Vinna i turbulenta tider
The victorious Brazilian Formula One driver Ayrton Senna is reputed to have said "You can't overtake 15 cars when the sun is shining, but you can when it's raining". And lately, there has been no shortage of rainfall. A pandemic that just paralyzed the world, rising inflation, a looming recession, high energy prices and the war raging in Ukraine. So then the question is, will you roll into the depot? Or switch to wet weather tires and hit the gas?
What does it take to benefit from a recession?
A survey by consulting firm McKinsey & Co found that a majority of CEOs interviewed have chosen to act defensively in the current volatile environment. Most focus on the threats that exist in the here and now, working on near-term efficiency and managing the balance sheet. But McKinsey finds that some CEOs, in addition to managing the crisis here and now, are embracing volatility and taking advantage of the opportunities that arise.
According to McKinsey, the latter strategy is preferable. Previous studies have shown that companies that have only taken a defensive position in a recession have performed rather mediocre. While companies that have only invested in the future have in some cases succeeded - and in other cases failed completely. The most successful companies are those that have both managed the downturn and at the same time actively invested in taking advantage of opportunities in a shaky market. And the most successful management teams are those that excel in insight, commitment and execution.
Because when volatility is high, a head start in terms of insights is an advantage. Any stockbroker knows that. According to McKinsey's analysis, the same is true for successful companies. For example, it is important to quickly identify behavioral and value changes in target groups and have the digital infrastructure to act on them. In terms of engagement, it's about having the courage to act while others wait and investing boldly enough in what sets you apart. And when it comes to execution, the key to success is having the ability to act quickly, which requires you to have broken down all the silos in your organization and have effective decision-making processes.
The right marketing pays more dividends when others cut back
Another important factor in taking advantage of a recession is marketing. When the going gets tough, it's an easy decision to cut the marketing budget; there are rarely any immediate consequences for either production or staff. At the same time, it is a counterproductive decision, because those who dare to invest in visibility in a recession are the ones who will be winners when things turn around. And it should be remembered that, according to data from the US National Bureau of Economic Research, a recession usually lasts no longer than around 11 months (with the exception of the 2008 financial crisis).
In the article "How to market in a downturn" published in the Harvard Business Review in 2009, the authors analyzed what companies that successfully navigated the recession had in common and what patterns could be discerned in their marketing. Among other things, they found that it was a matter of marketing the company's advantages even more clearly and forcefully, but doing so in relation to the new context that arises in a recession. Articulating the arguments that strengthen the offer in tougher times.
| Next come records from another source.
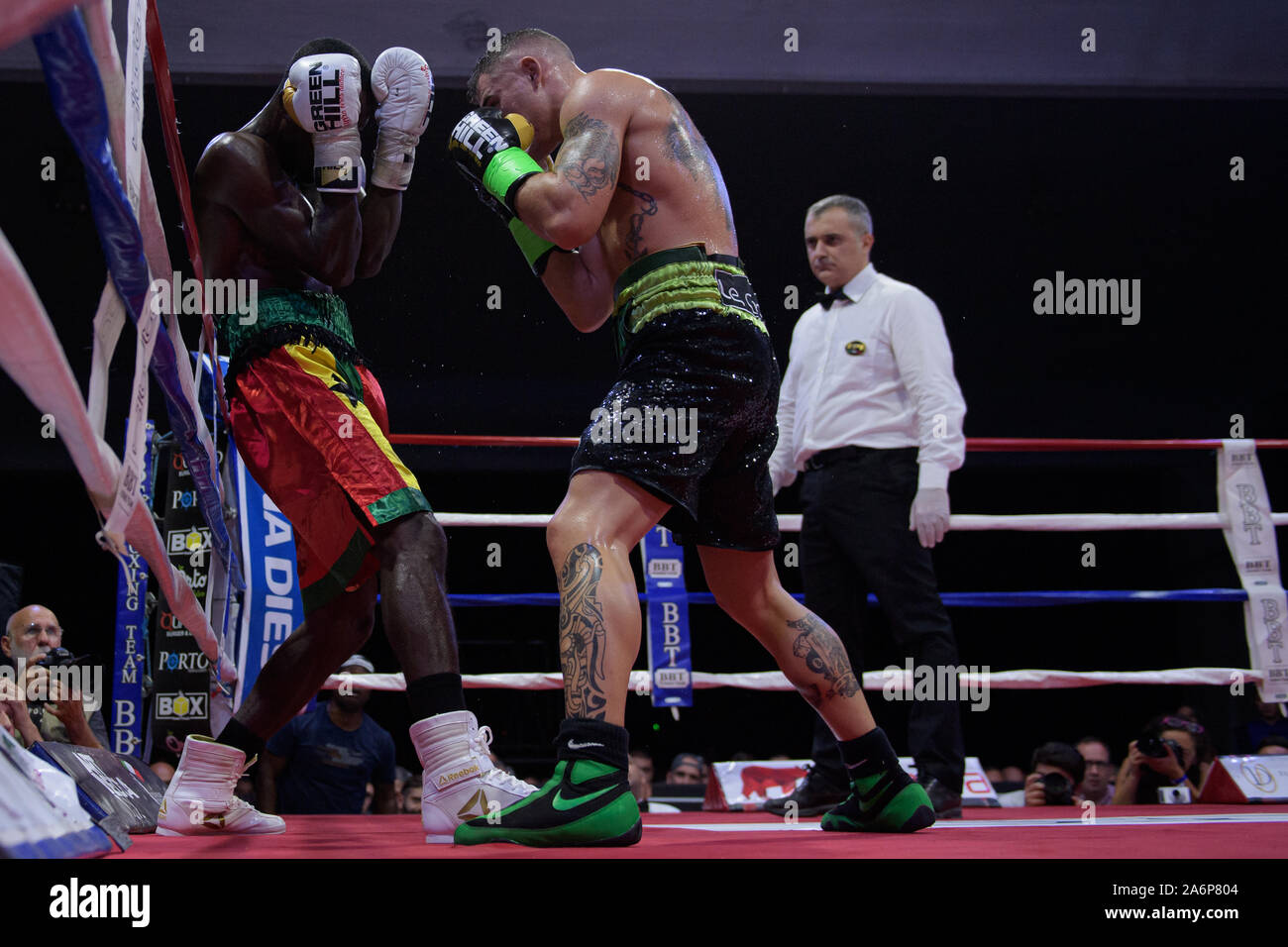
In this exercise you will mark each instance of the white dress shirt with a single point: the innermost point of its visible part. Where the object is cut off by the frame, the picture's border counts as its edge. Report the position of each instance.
(876, 371)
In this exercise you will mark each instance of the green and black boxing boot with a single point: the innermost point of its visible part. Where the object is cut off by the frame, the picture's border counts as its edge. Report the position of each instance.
(883, 796)
(588, 801)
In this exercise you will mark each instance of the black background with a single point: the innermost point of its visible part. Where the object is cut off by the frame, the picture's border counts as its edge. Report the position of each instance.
(1109, 187)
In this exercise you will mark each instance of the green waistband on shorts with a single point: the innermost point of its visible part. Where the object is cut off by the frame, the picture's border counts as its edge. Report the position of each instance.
(682, 278)
(287, 315)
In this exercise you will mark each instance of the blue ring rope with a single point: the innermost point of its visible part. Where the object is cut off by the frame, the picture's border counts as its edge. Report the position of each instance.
(961, 599)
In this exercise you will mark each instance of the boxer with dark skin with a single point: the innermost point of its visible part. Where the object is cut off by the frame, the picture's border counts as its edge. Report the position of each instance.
(281, 202)
(257, 223)
(632, 217)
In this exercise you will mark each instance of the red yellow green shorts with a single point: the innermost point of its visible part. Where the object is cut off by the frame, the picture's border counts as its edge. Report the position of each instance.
(314, 434)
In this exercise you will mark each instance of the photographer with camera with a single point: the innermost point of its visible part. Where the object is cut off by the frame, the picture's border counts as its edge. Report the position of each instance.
(33, 642)
(1057, 770)
(1055, 775)
(1171, 753)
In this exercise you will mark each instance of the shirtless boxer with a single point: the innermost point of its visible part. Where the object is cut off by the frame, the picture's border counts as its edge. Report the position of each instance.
(310, 424)
(634, 224)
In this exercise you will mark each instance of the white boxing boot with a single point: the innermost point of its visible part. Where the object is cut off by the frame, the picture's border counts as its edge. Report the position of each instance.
(460, 780)
(200, 799)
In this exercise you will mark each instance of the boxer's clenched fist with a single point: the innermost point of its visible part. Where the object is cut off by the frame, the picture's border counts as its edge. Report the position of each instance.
(322, 95)
(488, 150)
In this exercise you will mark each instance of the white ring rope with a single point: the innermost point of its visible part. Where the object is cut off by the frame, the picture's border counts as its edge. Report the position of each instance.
(872, 681)
(1046, 522)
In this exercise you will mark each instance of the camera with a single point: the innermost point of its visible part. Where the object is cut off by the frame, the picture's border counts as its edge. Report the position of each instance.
(1057, 788)
(56, 657)
(1155, 748)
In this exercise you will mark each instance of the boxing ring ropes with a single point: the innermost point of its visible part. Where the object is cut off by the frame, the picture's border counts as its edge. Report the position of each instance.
(876, 681)
(78, 55)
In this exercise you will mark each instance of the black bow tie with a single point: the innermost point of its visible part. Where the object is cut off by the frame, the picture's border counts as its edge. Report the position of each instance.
(825, 299)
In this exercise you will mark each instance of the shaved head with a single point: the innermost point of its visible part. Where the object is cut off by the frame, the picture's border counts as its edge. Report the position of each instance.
(31, 633)
(516, 43)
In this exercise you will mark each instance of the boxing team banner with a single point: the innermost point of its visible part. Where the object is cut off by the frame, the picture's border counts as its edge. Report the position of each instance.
(1249, 534)
(129, 663)
(180, 673)
(670, 661)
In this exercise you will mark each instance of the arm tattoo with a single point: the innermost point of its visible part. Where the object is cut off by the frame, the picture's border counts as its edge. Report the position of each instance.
(634, 243)
(688, 150)
(583, 637)
(824, 655)
(590, 157)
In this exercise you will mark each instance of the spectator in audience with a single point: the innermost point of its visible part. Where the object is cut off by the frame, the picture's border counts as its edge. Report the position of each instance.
(1055, 772)
(1266, 720)
(643, 761)
(1098, 780)
(642, 784)
(687, 768)
(400, 777)
(1173, 754)
(322, 762)
(59, 716)
(1273, 746)
(13, 714)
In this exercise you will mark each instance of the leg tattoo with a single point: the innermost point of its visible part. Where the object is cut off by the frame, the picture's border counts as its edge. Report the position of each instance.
(824, 656)
(583, 637)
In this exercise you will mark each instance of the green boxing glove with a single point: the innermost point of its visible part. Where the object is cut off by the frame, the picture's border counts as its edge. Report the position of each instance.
(536, 250)
(488, 150)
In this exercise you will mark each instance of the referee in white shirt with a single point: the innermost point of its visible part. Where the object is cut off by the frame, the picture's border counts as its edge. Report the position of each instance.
(871, 412)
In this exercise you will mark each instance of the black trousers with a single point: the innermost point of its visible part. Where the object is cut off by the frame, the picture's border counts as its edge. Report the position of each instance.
(855, 540)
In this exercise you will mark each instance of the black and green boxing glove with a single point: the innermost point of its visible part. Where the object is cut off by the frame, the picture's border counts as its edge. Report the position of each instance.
(488, 150)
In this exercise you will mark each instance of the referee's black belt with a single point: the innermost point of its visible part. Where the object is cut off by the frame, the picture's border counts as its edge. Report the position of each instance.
(838, 455)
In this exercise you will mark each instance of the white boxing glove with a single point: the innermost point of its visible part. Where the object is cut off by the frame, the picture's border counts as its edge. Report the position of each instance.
(323, 97)
(404, 89)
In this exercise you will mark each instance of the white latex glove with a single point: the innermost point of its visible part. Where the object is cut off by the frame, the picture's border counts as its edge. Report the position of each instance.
(928, 515)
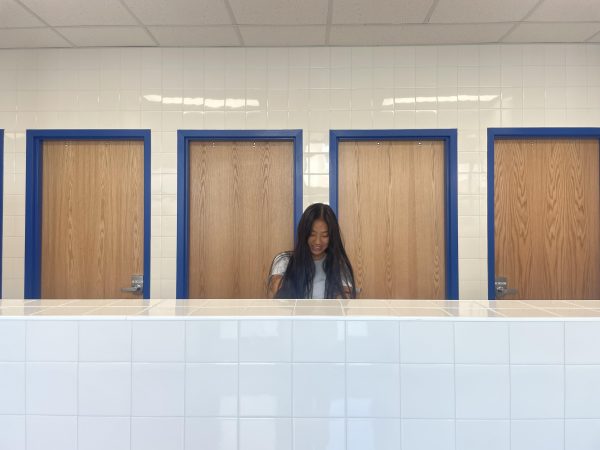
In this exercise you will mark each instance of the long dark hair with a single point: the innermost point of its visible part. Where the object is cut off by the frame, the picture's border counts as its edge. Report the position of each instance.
(297, 281)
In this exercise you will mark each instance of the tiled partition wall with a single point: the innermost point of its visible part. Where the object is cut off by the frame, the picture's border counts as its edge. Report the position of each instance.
(283, 384)
(469, 88)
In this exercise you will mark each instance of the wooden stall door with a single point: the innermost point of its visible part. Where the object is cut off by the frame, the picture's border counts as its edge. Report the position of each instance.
(546, 217)
(241, 215)
(391, 213)
(92, 218)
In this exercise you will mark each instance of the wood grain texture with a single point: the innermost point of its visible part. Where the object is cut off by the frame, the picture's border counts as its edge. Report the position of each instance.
(546, 217)
(391, 212)
(241, 215)
(92, 218)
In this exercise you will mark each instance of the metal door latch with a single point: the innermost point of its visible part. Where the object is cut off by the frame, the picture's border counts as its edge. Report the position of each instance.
(502, 288)
(137, 285)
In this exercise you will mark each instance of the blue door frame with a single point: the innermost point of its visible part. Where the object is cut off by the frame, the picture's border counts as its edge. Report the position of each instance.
(449, 137)
(1, 201)
(33, 198)
(519, 133)
(184, 137)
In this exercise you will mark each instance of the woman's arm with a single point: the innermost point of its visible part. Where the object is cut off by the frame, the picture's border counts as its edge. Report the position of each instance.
(274, 285)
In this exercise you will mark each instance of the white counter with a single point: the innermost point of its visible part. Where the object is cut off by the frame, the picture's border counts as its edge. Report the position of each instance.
(262, 375)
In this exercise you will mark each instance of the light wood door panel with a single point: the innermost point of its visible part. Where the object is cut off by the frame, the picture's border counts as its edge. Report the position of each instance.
(241, 215)
(392, 215)
(92, 217)
(546, 217)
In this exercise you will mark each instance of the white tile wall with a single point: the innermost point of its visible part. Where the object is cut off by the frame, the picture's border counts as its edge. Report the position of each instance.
(523, 401)
(315, 89)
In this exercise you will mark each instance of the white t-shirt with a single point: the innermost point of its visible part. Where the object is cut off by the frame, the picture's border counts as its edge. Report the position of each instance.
(318, 292)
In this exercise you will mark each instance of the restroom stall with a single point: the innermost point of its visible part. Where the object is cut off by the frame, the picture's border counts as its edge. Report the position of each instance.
(545, 215)
(86, 219)
(396, 207)
(240, 200)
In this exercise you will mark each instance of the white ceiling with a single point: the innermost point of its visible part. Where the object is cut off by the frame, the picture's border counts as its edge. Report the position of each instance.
(205, 23)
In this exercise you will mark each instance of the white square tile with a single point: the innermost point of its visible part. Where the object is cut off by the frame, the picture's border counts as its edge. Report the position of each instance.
(12, 388)
(582, 392)
(50, 432)
(481, 343)
(479, 434)
(427, 391)
(528, 434)
(12, 432)
(372, 341)
(157, 433)
(265, 434)
(373, 390)
(51, 340)
(537, 343)
(105, 340)
(373, 434)
(158, 389)
(265, 341)
(265, 390)
(427, 434)
(211, 389)
(474, 397)
(210, 433)
(426, 342)
(537, 392)
(12, 341)
(158, 341)
(51, 388)
(326, 434)
(582, 434)
(104, 389)
(319, 390)
(318, 341)
(211, 341)
(578, 336)
(100, 433)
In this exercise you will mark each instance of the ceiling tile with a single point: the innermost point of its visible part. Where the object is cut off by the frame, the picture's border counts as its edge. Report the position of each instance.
(13, 15)
(196, 36)
(468, 11)
(380, 11)
(279, 12)
(552, 32)
(107, 36)
(180, 12)
(283, 36)
(31, 38)
(417, 34)
(567, 11)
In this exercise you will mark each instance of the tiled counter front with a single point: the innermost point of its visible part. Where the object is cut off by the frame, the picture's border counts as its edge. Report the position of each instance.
(312, 382)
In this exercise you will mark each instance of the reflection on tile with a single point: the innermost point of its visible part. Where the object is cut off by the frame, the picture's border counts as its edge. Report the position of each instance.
(66, 311)
(365, 304)
(383, 312)
(421, 312)
(574, 312)
(91, 302)
(227, 312)
(117, 311)
(171, 311)
(526, 312)
(267, 311)
(318, 311)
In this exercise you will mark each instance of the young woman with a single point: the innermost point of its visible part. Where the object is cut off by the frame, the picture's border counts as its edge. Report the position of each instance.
(318, 267)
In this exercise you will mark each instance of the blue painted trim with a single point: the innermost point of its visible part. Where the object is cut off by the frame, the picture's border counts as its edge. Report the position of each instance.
(518, 133)
(449, 136)
(1, 200)
(33, 197)
(183, 184)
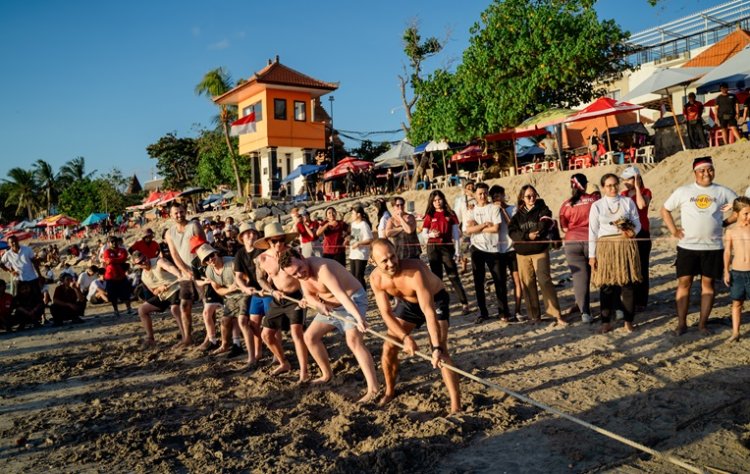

Keep up with your target audience's values
One example they highlighted was the Dutch diamond seller De Beers, which after the 2008 financial crisis initially reduced its marketing budget because it thought demand would drop significantly. After all, diamonds might not be what people would treat themselves to in a recession. But after conducting market research that showed that for a majority of consumers, diamonds represented 'eternal value', they chose instead to double their marketing budget for Christmas. The campaign message focused on buying 'fewer but better things' because 'a diamond is forever'. Consumption during Christmas was down overall, but demand for diamonds remained at the same level as the year before.
Experience from previous recessions also shows that companies can increase their share of voice by maintaining or increasing their marketing efforts, thereby taking market share from competitors. And at a lower cost than during a boom. In general, increased marketing efforts during a recession have been shown to strengthen a company's financial performance in the following years.
In a declining market, it's also important to have the right tactics, which requires you to examine how your target audiences' priorities are changing. Often their perception of what constitutes value shifts and you need to change your communications to meet them where they are. It is also important to build on trust capital, to ensure that your brand exudes confidence and empathy. But empathetic messages must also be followed by action. Letting your declining sales affect customers by increasing prices and reducing quality is not a good strategy. It is better to focus on educating customers on how to shop smarter and save money.
For those who see the opportunities, a volatile market with a lot of brakes can be the perfect opportunity to accelerate past their competitors. Or to quote Ayrton Senna again: "To come second is to come first among the losers".